Une partie du réseau associatif propose des fêtes et des festivals : Còr de Gasconha, Escota e Minja, Gasconnades de Lectoure, Rondèu de Castelnau, Trad’Envie. Des collectivités, des institutions et, dans une moindre mesure le monde économique… organisent des actions, que celles-ci soient ponctuelles ou régulières : ateliers de musique, de danse, de gascon, spectacles, expositions, édition de documents, affichage de la langue, conférences, sessions de formations, organisation de carnavals gascons…

Le conseil général du Gers se dote dès 2005 d’un poste de chargé.e de mission pour la langue et la culture occitanes de Gascogne pour coordonner des projets pour tous publics dont le scolaire, organiser un concours de gascon annuel, former en gascon des assistantes maternelles, collecter des témoignages, proposer des animations pour le grand âge dans le cadre des EHPAD, élaborer des outils en gascon en direction de tous les publics.

Deux enquêtes socio-linguistiques, menées à la fois dans le Gers et en région dans les années 2010, révèlent un fort intérêt de la population pour la valorisation de la langue et de la culture occitanes de Gascogne, avec un souhait notable pour leur enseignement à l’école.  

# Une approche originale de la langue par la toponymie

Dans le Gers comme partout où se parle une langue régionale, on constate un grand intérêt pour la toponymie.

Le conseil général du Gers a accueilli en 2007 un congrès organisé par le conseil régional de Midi-Pyrénées, l’Institut d’Estudis Occitans et le Centre de ressources occitanes et méridionales sur la toponymie occitane.

Une commission toponymique départementale a également été créée dans le but de travailler sur les noms des communes gersoises repris dans la version gasconne de la carte départementale. Sa contribution a été prise en compte dans l’ouvrage répertoriant les noms occitans des communes des huit départements de l’ancienne région Midi-Pyrénées publié sous la direction de Patrice Poujade.

Quelques communes ont tiré parti de ces recherches pour apposer des panneaux en occitan aux entrées de leur agglomération (Auch, l’Isle-Jourdain, Seissan). En outre, Auch et l’Isle-Jourdain ont mis en place des panneaux en gascon indiquant les noms traditionnels de rues et places de la ville.

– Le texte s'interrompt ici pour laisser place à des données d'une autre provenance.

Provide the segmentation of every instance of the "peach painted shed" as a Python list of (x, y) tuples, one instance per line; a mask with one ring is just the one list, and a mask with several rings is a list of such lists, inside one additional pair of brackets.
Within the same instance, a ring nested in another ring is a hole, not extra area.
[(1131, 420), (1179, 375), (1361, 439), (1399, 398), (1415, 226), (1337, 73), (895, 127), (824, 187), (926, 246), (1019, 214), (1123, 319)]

Plusieurs communes ont manifesté le désir de connaître l’étymologie de leurs lieux-dits et l’envie d’en retrouver la graphie. Cela a donné lieu à des causeries organisées à la demande d’une association dans les communes de Cazaubon, Estang, Monferran-Savès, Pujaudran, Vic-Fezensac.

À Roquelaure Saint-Aubin, un inventaire toponymique a été mené avec la participation d’un groupe d’habitants intéressés.

# En guise de conclusion

Quel est l’avenir de la langue et de la culture occitane pour les décennies à venir ? Certes, on constate sans surprise que, les mêmes causes produisant les mêmes effets, l’affirmation du caractère gascon passe moins par la langue dans le Gers que dans la Bigorre et le Béarn. Dans la plaine, le caractère gascon s’affirme le plus souvent dans la convivialité et la gastronomie. Mais, si les Gersois ayant appris le gascon dans leur famille sont certes moins nombreux, ceux qui l’apprennent volontairement par des canaux divers sont davantage. Ateliers de langue, groupes de musique, etc., se sont multipliés… Bref, l’espoir est encore permis… comme au début des années 1970.

# Bibliographie

  • Patrice Poujade, Répertoire toponymique des communes de la région Midi-Pyrénées, Loubatières, 2009.
  • Arch. dép. du Gers, 91 J, fonds Alban Destournes.
  • Arch. dép. du Gers, 93 J, fonds Jean-Louis Quéreillahc.